Somerville is evidently the first city in Massachusetts to pass an Urban Agriculture Ordinance. It establishes formal guidelines for urban farming and gardening, the keeping of chickens and bees, and other policies governing the growth and sale of agricultural products in an urban setting.
This is not a laissez-faire, "free ride" program that bows to a small group of urban gardening activists. It is a program that meets the fresh food growing interests of all Somerville residents and imposes some sensible citizen responsibilities.
For example, residents can now sell their crops, including at farm stands, but to do so, they must have their soil tested each year for lead and other contaminants, and post the results.

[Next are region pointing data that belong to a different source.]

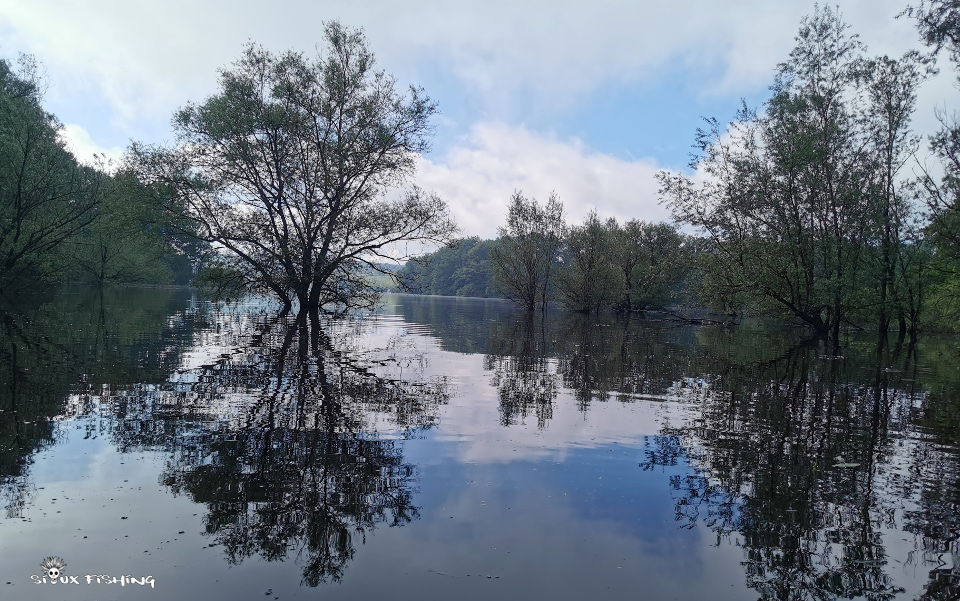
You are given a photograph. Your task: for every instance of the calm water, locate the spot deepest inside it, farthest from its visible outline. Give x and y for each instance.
(453, 449)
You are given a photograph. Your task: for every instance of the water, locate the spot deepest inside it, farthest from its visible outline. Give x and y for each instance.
(452, 448)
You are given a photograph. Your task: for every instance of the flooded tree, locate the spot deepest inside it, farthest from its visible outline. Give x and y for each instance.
(800, 461)
(46, 196)
(278, 440)
(524, 258)
(798, 198)
(287, 167)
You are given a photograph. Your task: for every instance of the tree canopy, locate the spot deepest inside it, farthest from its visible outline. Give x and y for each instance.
(287, 170)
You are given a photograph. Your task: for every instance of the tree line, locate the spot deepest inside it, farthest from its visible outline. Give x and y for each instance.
(538, 259)
(61, 220)
(813, 208)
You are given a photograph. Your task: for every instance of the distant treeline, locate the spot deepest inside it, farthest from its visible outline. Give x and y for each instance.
(538, 259)
(812, 208)
(461, 268)
(62, 221)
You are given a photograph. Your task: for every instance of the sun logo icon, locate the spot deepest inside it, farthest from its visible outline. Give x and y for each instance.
(53, 566)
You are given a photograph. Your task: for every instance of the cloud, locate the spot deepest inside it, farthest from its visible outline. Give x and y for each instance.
(83, 147)
(478, 177)
(145, 59)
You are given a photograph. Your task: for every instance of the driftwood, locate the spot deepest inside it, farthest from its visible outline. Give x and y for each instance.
(679, 316)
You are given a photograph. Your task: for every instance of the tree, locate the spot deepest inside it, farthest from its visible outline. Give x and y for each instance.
(793, 198)
(46, 197)
(938, 22)
(286, 169)
(523, 259)
(652, 261)
(589, 279)
(890, 87)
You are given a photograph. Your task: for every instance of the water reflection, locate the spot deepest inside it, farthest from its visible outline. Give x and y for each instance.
(282, 437)
(824, 477)
(810, 462)
(87, 338)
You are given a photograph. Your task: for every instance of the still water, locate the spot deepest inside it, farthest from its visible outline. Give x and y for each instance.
(448, 448)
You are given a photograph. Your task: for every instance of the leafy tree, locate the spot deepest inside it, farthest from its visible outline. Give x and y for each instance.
(285, 169)
(652, 260)
(890, 87)
(46, 197)
(938, 22)
(126, 242)
(526, 251)
(462, 268)
(795, 201)
(589, 279)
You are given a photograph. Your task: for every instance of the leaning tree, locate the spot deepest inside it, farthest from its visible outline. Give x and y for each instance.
(295, 171)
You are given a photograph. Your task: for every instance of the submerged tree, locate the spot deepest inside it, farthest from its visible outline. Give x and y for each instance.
(285, 170)
(46, 197)
(796, 200)
(938, 22)
(524, 258)
(589, 279)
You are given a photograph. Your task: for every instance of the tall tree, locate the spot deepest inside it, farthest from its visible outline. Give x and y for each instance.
(790, 201)
(938, 22)
(652, 261)
(589, 279)
(524, 258)
(46, 197)
(285, 169)
(891, 87)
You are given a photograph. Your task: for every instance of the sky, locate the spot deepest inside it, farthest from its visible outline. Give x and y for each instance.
(588, 100)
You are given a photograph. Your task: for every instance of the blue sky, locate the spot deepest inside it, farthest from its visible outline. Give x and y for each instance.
(587, 99)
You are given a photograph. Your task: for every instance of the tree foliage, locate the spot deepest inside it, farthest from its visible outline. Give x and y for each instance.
(800, 200)
(525, 256)
(286, 167)
(46, 197)
(462, 268)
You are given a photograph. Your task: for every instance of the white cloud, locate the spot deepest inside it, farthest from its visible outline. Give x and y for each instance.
(145, 59)
(478, 177)
(85, 149)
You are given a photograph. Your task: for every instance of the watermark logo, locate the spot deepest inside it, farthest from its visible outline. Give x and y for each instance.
(53, 573)
(53, 566)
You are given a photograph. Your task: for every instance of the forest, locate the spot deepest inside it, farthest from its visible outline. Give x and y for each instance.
(814, 208)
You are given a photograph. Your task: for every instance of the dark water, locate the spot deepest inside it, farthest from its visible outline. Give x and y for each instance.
(453, 449)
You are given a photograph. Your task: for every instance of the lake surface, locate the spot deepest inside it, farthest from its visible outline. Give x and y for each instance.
(448, 448)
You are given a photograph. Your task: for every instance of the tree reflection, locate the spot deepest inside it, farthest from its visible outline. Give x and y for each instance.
(526, 381)
(51, 344)
(290, 439)
(801, 459)
(596, 358)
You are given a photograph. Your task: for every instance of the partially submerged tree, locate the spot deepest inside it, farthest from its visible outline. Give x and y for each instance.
(285, 170)
(652, 261)
(589, 279)
(524, 258)
(798, 200)
(46, 197)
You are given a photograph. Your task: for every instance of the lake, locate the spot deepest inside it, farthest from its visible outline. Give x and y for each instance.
(446, 448)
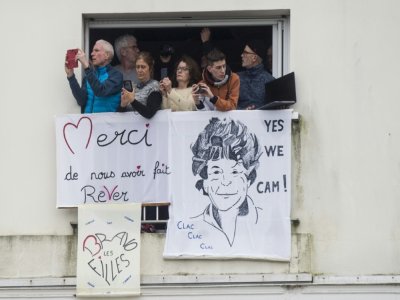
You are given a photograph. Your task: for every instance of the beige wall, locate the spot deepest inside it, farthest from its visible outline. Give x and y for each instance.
(347, 164)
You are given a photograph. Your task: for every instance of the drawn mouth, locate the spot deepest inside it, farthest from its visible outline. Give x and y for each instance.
(226, 194)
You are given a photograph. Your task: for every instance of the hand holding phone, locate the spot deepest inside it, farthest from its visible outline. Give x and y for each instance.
(71, 61)
(128, 85)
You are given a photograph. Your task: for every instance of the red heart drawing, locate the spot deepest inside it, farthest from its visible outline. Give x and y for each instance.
(76, 127)
(90, 243)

I don't know if they have filled the position yet but Sommerville has also advertised for a Lead Program Coordinator.
This being Lead Poisoning Prevention Week, it was good to read this news. Young children and recent immigrants should be a lot safer in Sommerville.

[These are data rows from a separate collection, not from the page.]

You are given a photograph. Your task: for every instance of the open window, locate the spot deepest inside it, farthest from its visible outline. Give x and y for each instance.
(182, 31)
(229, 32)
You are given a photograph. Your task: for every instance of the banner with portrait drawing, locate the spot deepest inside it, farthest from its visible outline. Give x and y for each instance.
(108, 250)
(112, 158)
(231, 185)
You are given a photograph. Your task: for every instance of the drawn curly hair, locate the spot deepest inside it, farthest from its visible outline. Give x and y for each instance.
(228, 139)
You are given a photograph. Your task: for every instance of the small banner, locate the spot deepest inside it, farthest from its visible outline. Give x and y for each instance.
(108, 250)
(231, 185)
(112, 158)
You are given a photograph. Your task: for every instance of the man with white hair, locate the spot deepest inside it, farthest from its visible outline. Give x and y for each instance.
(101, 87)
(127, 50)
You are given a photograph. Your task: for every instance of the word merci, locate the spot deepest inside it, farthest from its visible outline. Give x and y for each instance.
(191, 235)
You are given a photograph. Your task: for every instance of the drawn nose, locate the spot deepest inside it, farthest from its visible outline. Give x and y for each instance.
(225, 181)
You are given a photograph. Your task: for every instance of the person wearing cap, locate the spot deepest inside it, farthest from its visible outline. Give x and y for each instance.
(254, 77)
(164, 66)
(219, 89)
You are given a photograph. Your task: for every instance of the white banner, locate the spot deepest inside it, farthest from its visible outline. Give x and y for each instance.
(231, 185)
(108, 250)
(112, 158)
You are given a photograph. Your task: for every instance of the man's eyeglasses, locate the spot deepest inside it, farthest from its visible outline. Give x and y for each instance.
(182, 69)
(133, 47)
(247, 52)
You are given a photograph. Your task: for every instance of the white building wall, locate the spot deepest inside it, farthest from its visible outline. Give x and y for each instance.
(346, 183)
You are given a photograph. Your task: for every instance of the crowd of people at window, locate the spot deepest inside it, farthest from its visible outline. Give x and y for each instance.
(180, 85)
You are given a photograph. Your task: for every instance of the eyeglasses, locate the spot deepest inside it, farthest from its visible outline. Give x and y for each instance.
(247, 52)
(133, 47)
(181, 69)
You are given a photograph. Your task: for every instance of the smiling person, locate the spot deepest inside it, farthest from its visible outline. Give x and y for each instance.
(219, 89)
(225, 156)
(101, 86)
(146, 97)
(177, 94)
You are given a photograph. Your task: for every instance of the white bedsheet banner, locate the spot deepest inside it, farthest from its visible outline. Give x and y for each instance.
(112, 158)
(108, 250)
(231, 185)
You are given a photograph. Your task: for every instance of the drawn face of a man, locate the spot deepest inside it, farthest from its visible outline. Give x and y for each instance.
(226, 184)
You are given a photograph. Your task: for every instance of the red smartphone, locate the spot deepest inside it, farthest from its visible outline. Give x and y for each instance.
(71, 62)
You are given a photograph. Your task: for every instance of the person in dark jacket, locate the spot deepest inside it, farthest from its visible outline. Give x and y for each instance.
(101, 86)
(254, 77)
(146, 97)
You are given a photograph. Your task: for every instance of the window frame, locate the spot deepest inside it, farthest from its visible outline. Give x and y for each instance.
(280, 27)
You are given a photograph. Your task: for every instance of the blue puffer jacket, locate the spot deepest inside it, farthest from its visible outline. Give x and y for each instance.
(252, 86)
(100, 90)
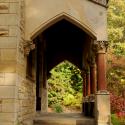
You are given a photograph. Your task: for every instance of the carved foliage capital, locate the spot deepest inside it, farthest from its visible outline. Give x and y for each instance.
(29, 45)
(100, 46)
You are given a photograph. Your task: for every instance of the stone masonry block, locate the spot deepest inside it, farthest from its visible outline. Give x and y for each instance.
(10, 79)
(8, 42)
(4, 1)
(4, 7)
(2, 78)
(8, 92)
(13, 8)
(13, 30)
(8, 55)
(8, 67)
(6, 123)
(8, 117)
(9, 107)
(4, 30)
(8, 19)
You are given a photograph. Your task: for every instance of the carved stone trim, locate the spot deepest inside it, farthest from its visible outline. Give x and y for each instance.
(100, 46)
(100, 2)
(29, 45)
(3, 31)
(3, 7)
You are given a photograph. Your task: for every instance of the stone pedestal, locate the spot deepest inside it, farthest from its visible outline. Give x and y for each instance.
(44, 100)
(102, 108)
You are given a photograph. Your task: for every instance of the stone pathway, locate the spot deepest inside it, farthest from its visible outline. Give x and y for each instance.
(62, 119)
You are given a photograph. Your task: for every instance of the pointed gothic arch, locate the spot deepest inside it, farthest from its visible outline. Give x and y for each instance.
(84, 26)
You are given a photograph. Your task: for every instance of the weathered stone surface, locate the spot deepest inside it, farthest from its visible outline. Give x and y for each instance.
(8, 92)
(3, 30)
(9, 106)
(8, 54)
(10, 79)
(8, 42)
(7, 67)
(7, 117)
(14, 7)
(102, 109)
(13, 30)
(4, 7)
(8, 19)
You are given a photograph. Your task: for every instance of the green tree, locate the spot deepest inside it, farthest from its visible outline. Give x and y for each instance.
(65, 85)
(116, 26)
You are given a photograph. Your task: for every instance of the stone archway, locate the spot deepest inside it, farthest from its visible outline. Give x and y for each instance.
(60, 41)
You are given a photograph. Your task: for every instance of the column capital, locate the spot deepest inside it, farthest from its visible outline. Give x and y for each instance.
(100, 46)
(28, 46)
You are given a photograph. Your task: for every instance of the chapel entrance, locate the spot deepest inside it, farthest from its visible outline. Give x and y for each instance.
(63, 41)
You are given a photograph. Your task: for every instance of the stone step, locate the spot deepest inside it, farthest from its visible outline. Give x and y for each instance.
(64, 119)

If you don't know about Somerville, it is just two miles north of Boston and is the most densely populated (75,754, 2010 census) municipality in Massacusetts.
Somerville is an eclectic mix of blue-collar families, young professionals, college students and recent immigrants from countries as diverse as El Salvador, Haiti, and Brazil. There are more than 50 spoken languages in Somerville schools. With a large immigrant population, Somerville celebrates its diversity through numerous ceremonies celebrating cultural traditions and holidays.
Read more about Somerville's Urban Agriculture Ordinance here.
I learned about Somerville's progressive ordinance in this article from Boston.com
The urban agriculture initiative is itself linked to Shape Up Somerville, a nine-year-old effort to promote healthy lifestyles in the city with a focus on ending childhood obesity.
Somerville resident Khrysti Smyth (left), known as "The Chickeness of Somerville," teaches her "Urban Chicken Keeping 101" class to City Hall employees and members of the team working on the urban agriculture ordinance. Pictured with her is her Chicken, Fleur, and summer intern Emily Monea of Harvard's Kennedy School.
Unlike eggs found in NYC community gardens recently, my guess is that the eggs from chickens raised by students of "The Chickeness of Somerville" are lead-free.